This is Where Reason Stops!A Poem by David Lewis PagetGiselle went down to the Supermart For milk, and a loaf of bread, ‘Don’t be too long,’ said her husband, Tom, ‘It looks like rain ahead.’ The sky was dark and the clouds were grey And a breeze was gusting the trees, As she walked a block to the corner shop The road was covered in leaves.
She tarried a while at the Mercers, Checked the price on a bolt of silk, Picked up a colourful tie-dyed scarf Before collecting the milk. She noticed the aisles were empty when She got around to the bread, The only girl at the checkout said: ‘It looks like a storm ahead.’
The thunder came rumbling over the shop And the rain began to pour, Giselle had nothing to keep her dry So stood by the sliding door, She read the messages on the board For Sale, to give or swaps, But one stood out like a weeping sore, ‘This is where reason stops!’
‘This is where reason stops,’ it said In an ugly, spidery scrawl, The damp had made the lettering run And the ink dripped down the wall. Guiselle had shivered and stepped aside As she noticed the second line, ‘You’ll never be able to find your way When caught in the tangle of time.’
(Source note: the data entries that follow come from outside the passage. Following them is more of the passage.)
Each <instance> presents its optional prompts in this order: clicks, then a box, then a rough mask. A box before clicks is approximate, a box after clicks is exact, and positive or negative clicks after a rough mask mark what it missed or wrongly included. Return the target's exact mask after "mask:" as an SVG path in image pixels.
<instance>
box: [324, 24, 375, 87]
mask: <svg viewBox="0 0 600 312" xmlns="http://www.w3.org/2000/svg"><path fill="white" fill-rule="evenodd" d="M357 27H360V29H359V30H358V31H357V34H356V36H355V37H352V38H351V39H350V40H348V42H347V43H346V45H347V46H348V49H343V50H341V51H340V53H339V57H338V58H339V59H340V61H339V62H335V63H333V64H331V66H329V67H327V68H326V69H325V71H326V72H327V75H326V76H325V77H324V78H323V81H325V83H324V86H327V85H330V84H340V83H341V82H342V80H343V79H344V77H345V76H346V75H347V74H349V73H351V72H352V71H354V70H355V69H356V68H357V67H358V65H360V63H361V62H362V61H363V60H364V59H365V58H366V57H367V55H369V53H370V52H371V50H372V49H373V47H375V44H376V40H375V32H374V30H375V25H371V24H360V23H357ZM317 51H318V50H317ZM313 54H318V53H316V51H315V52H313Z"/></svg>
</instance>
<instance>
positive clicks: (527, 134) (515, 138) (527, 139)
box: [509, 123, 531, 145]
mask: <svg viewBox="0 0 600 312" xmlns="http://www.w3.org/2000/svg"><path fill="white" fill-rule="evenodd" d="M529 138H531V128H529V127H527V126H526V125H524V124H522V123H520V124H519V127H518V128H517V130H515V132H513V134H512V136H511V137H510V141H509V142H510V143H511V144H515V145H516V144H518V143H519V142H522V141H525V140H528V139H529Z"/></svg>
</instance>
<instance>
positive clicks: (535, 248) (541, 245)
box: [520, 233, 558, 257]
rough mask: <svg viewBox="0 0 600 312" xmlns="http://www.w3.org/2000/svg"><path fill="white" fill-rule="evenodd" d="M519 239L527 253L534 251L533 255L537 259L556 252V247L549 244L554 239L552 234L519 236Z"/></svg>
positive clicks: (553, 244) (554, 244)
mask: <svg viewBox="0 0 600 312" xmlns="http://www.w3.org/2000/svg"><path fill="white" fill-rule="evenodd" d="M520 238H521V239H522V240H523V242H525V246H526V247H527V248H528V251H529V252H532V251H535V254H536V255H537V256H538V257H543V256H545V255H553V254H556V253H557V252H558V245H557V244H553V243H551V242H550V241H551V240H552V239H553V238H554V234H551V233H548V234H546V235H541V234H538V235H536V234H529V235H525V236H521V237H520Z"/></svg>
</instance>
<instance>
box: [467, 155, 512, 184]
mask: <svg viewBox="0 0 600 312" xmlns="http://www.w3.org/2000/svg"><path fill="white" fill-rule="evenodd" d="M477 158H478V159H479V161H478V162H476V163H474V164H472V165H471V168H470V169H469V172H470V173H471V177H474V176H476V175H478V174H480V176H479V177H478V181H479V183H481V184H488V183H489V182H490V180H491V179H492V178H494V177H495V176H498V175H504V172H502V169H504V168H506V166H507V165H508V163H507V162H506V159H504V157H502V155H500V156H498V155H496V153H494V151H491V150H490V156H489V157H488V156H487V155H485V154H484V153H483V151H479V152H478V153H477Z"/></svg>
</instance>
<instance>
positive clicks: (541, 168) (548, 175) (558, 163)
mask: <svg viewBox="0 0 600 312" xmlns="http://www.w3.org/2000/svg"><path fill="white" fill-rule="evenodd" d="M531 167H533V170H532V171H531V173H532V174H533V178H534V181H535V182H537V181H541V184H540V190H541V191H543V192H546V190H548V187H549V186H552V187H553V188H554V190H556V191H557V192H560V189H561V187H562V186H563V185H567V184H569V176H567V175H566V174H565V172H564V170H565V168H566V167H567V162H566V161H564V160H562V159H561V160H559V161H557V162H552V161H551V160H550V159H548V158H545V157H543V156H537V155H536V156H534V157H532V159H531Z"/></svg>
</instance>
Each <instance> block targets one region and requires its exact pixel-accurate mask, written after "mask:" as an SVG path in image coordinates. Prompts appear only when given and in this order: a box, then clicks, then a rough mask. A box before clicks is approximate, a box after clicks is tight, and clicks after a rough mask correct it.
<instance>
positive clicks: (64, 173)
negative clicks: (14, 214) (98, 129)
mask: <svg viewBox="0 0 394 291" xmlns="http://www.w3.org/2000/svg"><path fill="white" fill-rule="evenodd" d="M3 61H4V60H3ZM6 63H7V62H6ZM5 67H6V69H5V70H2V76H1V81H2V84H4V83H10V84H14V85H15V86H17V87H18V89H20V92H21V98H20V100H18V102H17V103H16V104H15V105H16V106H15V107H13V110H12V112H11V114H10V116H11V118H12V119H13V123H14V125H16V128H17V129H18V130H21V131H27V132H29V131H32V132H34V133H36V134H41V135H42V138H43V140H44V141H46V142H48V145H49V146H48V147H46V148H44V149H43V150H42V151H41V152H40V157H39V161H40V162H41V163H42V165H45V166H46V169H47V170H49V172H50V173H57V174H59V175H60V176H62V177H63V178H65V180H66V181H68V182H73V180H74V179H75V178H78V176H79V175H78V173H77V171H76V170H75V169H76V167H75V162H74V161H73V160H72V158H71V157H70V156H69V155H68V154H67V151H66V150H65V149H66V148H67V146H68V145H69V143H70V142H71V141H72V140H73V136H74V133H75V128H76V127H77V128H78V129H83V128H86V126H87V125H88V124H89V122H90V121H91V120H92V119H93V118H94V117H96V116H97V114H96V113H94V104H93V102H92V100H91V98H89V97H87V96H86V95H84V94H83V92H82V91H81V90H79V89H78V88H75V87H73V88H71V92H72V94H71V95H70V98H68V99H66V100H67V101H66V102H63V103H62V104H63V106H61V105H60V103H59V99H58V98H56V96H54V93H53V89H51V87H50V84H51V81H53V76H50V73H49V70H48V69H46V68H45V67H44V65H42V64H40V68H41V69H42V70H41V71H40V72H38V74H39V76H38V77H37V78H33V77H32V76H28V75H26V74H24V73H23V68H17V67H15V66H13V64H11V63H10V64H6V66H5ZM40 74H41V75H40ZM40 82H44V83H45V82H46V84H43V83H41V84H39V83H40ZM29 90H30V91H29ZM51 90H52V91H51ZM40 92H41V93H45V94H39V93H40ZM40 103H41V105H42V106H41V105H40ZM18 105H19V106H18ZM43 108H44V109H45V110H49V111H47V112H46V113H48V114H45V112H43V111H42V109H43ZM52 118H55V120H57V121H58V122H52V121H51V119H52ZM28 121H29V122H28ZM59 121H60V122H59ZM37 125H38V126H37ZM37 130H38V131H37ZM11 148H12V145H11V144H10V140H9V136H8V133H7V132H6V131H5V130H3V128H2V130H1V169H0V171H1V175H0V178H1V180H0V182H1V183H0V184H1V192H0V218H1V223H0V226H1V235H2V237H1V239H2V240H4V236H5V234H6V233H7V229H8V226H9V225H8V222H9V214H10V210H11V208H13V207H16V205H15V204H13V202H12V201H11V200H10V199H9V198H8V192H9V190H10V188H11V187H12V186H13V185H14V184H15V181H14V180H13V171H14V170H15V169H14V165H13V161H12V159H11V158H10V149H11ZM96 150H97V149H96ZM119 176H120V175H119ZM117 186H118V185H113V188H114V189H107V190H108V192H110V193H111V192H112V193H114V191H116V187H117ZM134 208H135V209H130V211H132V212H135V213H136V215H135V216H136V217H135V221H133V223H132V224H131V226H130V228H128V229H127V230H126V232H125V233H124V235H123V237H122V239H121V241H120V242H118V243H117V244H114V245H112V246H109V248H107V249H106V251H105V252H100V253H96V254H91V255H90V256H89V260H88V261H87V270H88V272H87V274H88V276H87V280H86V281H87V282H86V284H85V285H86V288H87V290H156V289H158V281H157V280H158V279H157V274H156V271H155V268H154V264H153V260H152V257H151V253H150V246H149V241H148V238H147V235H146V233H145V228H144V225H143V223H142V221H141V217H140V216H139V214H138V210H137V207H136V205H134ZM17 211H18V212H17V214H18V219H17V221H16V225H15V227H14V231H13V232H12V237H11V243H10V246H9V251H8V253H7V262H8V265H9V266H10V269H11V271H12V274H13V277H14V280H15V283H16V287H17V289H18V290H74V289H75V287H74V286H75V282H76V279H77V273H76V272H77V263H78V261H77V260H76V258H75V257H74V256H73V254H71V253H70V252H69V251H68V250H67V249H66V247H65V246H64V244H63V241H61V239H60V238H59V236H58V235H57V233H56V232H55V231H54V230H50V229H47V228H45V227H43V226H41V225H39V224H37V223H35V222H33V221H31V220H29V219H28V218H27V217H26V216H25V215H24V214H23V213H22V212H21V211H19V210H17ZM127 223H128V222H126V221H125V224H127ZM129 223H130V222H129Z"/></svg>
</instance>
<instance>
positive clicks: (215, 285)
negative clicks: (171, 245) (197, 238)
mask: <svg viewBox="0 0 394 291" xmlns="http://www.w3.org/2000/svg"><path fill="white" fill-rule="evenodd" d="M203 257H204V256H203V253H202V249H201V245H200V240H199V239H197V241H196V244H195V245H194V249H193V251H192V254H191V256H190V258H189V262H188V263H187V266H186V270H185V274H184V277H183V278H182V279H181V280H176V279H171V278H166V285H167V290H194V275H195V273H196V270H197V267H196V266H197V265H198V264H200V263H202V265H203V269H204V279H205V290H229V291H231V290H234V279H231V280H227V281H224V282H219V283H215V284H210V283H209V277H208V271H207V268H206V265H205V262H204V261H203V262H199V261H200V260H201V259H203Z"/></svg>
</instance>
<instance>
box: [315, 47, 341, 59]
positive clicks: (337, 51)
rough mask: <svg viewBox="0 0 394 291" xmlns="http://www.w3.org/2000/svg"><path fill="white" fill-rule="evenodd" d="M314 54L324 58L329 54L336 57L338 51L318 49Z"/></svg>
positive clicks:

The lightning flashed and it lit the store But nobody else was there, Not even the only checkout girl, She’d gone, but heaven knew where. Giselle dashed out to a clearing sky Where the rain had ceased to pour, She checked the time, was surprised to find She’d been gone, two hours or more.
Tom would be more than mad, she thought As she hurried along the way, She’d never been able to keep good time, For it seemed to slip away. She never had kept her appointments And Tom had been known to yell: ‘You’d keep the Devil himself in thrall If you went to Hell, Giselle!’
The sun was dipping beneath the earth And leaving a twilight glow, She noticed that all the leaves had gone That were there, a while ago, There were fences now she’d never seen And some gardens overgrown, And on the block where her house had been She was stood there, all alone.
There wasn’t a house, there wasn’t a brick, Just bushes and bundles of weeds, And trees, she turned for a second look, She’d planted them all from seeds. She thought that she must have lost her way And ran to the corner to check, The sign, as always, said ‘Shepherds Lane’ And a chill ran down from her neck.
She knocked on the screen of the house next door And her neighbour, Ted, came out, He cried, ‘Good God! You must be a ghost,’ And called his wife with a shout. ‘Where is my husband Tom,’ she said, ‘And where is my lovely home?’ ‘Your Tom’s been dead for a dozen years Since you left him here on his own!’
‘The house burnt down and they cleared the block When they found him dead inside, It was just a year since you took off And he said that his heart had died.’ ‘But I’ve only been two hours,’ she said, ‘I’ve just come back from the shops; I should have known there was something wrong, This is where reason stops!’